Two follow-up studies comparing the same instruments in larger samples (n = 132 and 263) and using the same methodology [136] showed similar low sensitivity for the ORT (0.10 and 0.18, respectively) but superior specificity (0.88) among the screening tools. Thus, while more likely to miss patients at risk for opioid misuse and abuse, the ORT has the lowest likelihood of false positives among commonly used tools.

A German study evaluating a cancer population (n = 114) compared the predictive value of the ORT for urine drug testing (UDT) abnormalities [137]. This study found a higher proportion of aberrant UDT (positive primarily for cannabis) in patients categorized as moderate risk (69%) and high risk (59%) compared to those categorized as low risk (7%). Significant limitations of this analysis however included the fact that some patients did not fill out the ORT themselves, with questionnaire completed retrospectively by staff. Furthermore, not all patients underwent urine drug screening, with the test biased toward those patients assigned a higher-risk categorization (79% of high-risk patients undergoing UDT compared to 52% in the moderate-risk group and 21% in the low-risk group).

The Screener and Opioid Assessment for Patients with Pain (SOAPP) is a self-report questionnaire designed to predict opioid misuse and abuse among chronic pain patients considered for long-term opioid therapy. The original instrument (SOAPP) was designed using eight concept clusters listed here in descending order of predictive importance: antisocial behaviors/history, substance abuse history, medication-related behaviors, doctor-patient relationship factors, psychiatric history, emotional attachment to pain medicine, personal care and lifestyle issues, and finally psychosocial problems [138].

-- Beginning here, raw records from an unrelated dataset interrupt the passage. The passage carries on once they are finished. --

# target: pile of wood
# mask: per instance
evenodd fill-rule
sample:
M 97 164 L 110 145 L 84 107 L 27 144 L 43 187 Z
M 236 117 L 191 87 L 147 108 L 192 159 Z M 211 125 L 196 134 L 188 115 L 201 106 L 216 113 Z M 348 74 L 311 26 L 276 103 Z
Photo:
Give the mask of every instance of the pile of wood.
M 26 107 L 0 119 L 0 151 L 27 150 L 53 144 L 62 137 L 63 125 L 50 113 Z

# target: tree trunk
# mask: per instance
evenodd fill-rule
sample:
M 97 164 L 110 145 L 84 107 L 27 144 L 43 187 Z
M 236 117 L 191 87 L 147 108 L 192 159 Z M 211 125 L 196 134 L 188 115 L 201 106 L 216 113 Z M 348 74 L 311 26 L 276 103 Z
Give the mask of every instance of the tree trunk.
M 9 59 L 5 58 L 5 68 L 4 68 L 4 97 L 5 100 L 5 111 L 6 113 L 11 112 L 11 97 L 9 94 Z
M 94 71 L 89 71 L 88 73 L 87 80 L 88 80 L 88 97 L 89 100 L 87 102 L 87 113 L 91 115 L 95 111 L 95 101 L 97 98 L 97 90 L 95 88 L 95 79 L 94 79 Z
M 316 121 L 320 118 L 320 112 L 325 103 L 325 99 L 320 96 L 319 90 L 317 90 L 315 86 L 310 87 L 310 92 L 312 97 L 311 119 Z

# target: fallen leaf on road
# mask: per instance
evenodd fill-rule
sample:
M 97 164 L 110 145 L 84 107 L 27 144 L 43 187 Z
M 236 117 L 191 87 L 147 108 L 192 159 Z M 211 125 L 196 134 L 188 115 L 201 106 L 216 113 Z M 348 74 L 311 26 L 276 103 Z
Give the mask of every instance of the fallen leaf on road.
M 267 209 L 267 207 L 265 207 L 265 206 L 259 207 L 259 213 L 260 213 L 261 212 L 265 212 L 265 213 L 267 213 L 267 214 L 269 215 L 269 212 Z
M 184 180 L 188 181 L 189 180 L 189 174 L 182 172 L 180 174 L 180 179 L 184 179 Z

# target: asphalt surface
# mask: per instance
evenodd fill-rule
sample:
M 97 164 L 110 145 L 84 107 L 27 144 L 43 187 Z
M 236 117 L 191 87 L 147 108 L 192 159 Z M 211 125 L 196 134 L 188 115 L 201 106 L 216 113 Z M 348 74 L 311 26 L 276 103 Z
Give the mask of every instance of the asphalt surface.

An initial validation study by the developers [138] reported good sensitivity (0.91) and specificity (0.69) at a cutoff score of 7 or greater in predicting aberrant drug-related behaviors after 6 months. A second validation study by the same group [139] showed markedly lower performance, with sensitivity of 0.68 and specificity of 0.39 for a cutoff score of 8 or greater; the authors reported however that 10% of the sample did not complete the form and were excluded, and the comparison standard (UDT) was not applied to all patients in this sample.

In the analysis of Moore et al. [135], the SOAPP achieved a relatively high sensitivity value (0.73), with 35 of 48 of the aberrancy-displaying/discharged patients having received a high-risk rating (score greater than 6) at baseline.

The initial version, however, was perceived to be excessively vulnerable to deceptive answers and furthermore was conceptually flawed in that predictive validity which was tested primarily against self-reported aberrant behaviors at follow-up [140]. As such, SOAPP subsequently underwent revision (SOAPP-R) which included a focus on eliminating “admission of socially unacceptable behaviors” and incorporating more “subtle” predictors (deemed less transparent to respondents) from the literature such as impulsivity, anger, resentment, and boredom to complement or update the initial instrument (Fig. 10.1). Scoring categories based upon subsequent analysis introduced below include low-risk (score <10), moderate-risk (score 10–21), and high-risk (score >21).

In the initial validation study [140], an outcome measure (“aberrant drug behavior index” or ADBI) was created with score based upon self-report, physician assessment, and UDT. In the final analysis, 223 patients’ SOAPP-R data were compared to their ADBI score, and at the recommended cutoff score (18) for positivity, sensitivity was shown to be 0.81 with a specificity of 0.68. Subsequent cross-validation analysis in a different sample showed comparable predictive value and reliability [141].